Simulations of a multiply inhibited network yield distinct response shapes that depend on target connectivity. Substrates (black nodes) are metabolized through a series of Michaelis–Menten reactions (grey circles) from sources with constant reaction velocities to a limitless sink at the end-point. We calculated dose-matrix inhibitions of the end point velocity at RE to paired competitive inhibitors at various enzymes. The response surfaces for some combinations are shown, with the inhibitors indicated by joined markers. For Pathway A, same-target pairs produced Loewe additivity, and separated targets led to various Bliss boosts depending on where the targets were placed. Pathway B was added to investigate combination effects across pathways, with a bypass to ensure clear distinctions between cross-pathway boosting levels. Because both inputs are required for RAB, the junction is equivalent to a logical AND function. The negative feedback in Pathway B was introduced to represent processes like sterol biosynthesis in yeast. Inhibiting across pathways produced HSA-like masking effects, and inhibiting within the negative feedback loop yielded potentiation effects.
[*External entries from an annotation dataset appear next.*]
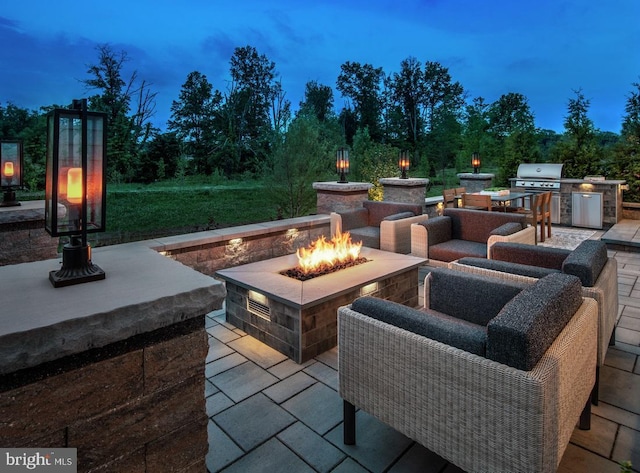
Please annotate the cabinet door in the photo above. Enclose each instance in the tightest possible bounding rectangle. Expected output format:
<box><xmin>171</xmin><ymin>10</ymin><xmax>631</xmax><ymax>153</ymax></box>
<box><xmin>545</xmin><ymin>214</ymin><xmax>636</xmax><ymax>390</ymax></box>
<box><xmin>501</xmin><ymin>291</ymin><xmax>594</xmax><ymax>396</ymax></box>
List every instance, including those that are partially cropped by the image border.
<box><xmin>571</xmin><ymin>192</ymin><xmax>602</xmax><ymax>228</ymax></box>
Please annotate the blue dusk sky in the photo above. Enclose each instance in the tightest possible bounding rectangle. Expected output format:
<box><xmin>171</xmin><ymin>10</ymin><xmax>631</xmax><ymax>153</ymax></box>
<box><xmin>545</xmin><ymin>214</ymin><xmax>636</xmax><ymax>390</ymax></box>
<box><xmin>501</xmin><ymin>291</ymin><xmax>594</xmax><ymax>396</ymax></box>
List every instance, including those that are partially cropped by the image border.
<box><xmin>0</xmin><ymin>0</ymin><xmax>640</xmax><ymax>133</ymax></box>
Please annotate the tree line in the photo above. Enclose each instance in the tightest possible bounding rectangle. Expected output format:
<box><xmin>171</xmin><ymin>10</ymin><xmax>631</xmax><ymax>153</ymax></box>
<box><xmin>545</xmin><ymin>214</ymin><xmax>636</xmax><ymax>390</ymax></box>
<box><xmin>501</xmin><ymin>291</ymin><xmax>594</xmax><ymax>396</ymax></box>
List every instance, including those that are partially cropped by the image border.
<box><xmin>0</xmin><ymin>45</ymin><xmax>640</xmax><ymax>216</ymax></box>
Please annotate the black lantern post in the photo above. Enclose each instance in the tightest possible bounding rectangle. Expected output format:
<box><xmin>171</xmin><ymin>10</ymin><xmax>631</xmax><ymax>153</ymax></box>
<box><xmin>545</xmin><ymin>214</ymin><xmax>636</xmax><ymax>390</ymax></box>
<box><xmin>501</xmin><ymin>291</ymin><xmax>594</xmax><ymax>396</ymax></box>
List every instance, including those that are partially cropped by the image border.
<box><xmin>398</xmin><ymin>151</ymin><xmax>411</xmax><ymax>179</ymax></box>
<box><xmin>471</xmin><ymin>152</ymin><xmax>480</xmax><ymax>174</ymax></box>
<box><xmin>0</xmin><ymin>140</ymin><xmax>24</xmax><ymax>207</ymax></box>
<box><xmin>45</xmin><ymin>99</ymin><xmax>107</xmax><ymax>287</ymax></box>
<box><xmin>336</xmin><ymin>148</ymin><xmax>349</xmax><ymax>184</ymax></box>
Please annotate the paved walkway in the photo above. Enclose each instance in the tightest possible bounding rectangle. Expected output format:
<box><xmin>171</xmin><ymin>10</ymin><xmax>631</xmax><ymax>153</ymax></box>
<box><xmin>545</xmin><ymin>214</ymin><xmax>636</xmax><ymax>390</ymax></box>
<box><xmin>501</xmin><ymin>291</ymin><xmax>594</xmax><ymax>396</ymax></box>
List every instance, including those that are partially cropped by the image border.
<box><xmin>206</xmin><ymin>221</ymin><xmax>640</xmax><ymax>473</ymax></box>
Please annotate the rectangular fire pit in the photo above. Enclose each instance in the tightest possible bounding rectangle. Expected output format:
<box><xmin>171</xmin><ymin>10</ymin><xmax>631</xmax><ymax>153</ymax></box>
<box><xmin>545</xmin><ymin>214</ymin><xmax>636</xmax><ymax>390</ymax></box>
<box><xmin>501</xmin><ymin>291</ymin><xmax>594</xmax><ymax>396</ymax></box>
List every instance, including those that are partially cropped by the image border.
<box><xmin>216</xmin><ymin>247</ymin><xmax>426</xmax><ymax>363</ymax></box>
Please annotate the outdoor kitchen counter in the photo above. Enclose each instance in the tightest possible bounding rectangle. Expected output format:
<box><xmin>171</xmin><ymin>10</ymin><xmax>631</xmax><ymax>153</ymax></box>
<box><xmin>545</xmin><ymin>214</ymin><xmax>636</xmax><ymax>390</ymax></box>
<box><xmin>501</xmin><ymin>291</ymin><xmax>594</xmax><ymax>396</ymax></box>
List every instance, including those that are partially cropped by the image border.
<box><xmin>560</xmin><ymin>178</ymin><xmax>626</xmax><ymax>228</ymax></box>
Full figure and legend (329K)Figures & Tables index

Full figure and legend (171K)Figures & Tables index

The predicted shapes were experimentally confirmed in yeast combination experiments. The proliferation experiment used drugs focused on the sterol biosynthesis pathway, which is mostly linear between the targets covered in this study, and is known to be regulated by negative feedback (Gardner et al, 2001). The combinations between sterol inhibitors confirmed expectations from our simulations, showing dose-additive responses for pairs targeting the same enzyme and strong synergies across enzymes of the shape predicted in our simulations for linear pathways under negative feedback. Combinations across pathways showed much more variable responses with a trend towards less synergy on average.

Further experimental support was obtained from human cells. A combination screen of 90 annotated drugs in a human tumour cell line (HCT116) proliferation assay produced strong synergies for combinations within pathways and more variable effects between targeted functions. Synergy profiles (sets of all synergy scores involving each drug) also showed a greater degree of similarity for pairs of drugs with related targets. Finally, the most extreme outliers were dominated by inhibitors of kinases that are especially critical for HCT116 proliferation (Awwad et al, 2003), with effects that are consistent across mechanistic replicates, showing that chemical combinations can highlight biologically relevant cellular processes.

This study demonstrates the potential of chemical combinations for exploring functional connectivity in biological systems. This information complements genetic studies by providing more details through variable dosing, by directly targeting single domains of multi-domain proteins, and by probing cell types that are not amenable to mutagenesis. Responses from large chemical combination screens can be used to identify molecular targets through chemical–genetic profiling (Macdonald et al, 2006), or to directly constrain network models by means of a prediction-validation procedure (Ideker et al, 2001). This initial exploration can be extended to cover a wider range of response shapes and network topologies, as well as to combinations of three or more chemical agents. Moreover, this approach may even be applicable to non-biological systems where responses to targeted perturbations can be measured.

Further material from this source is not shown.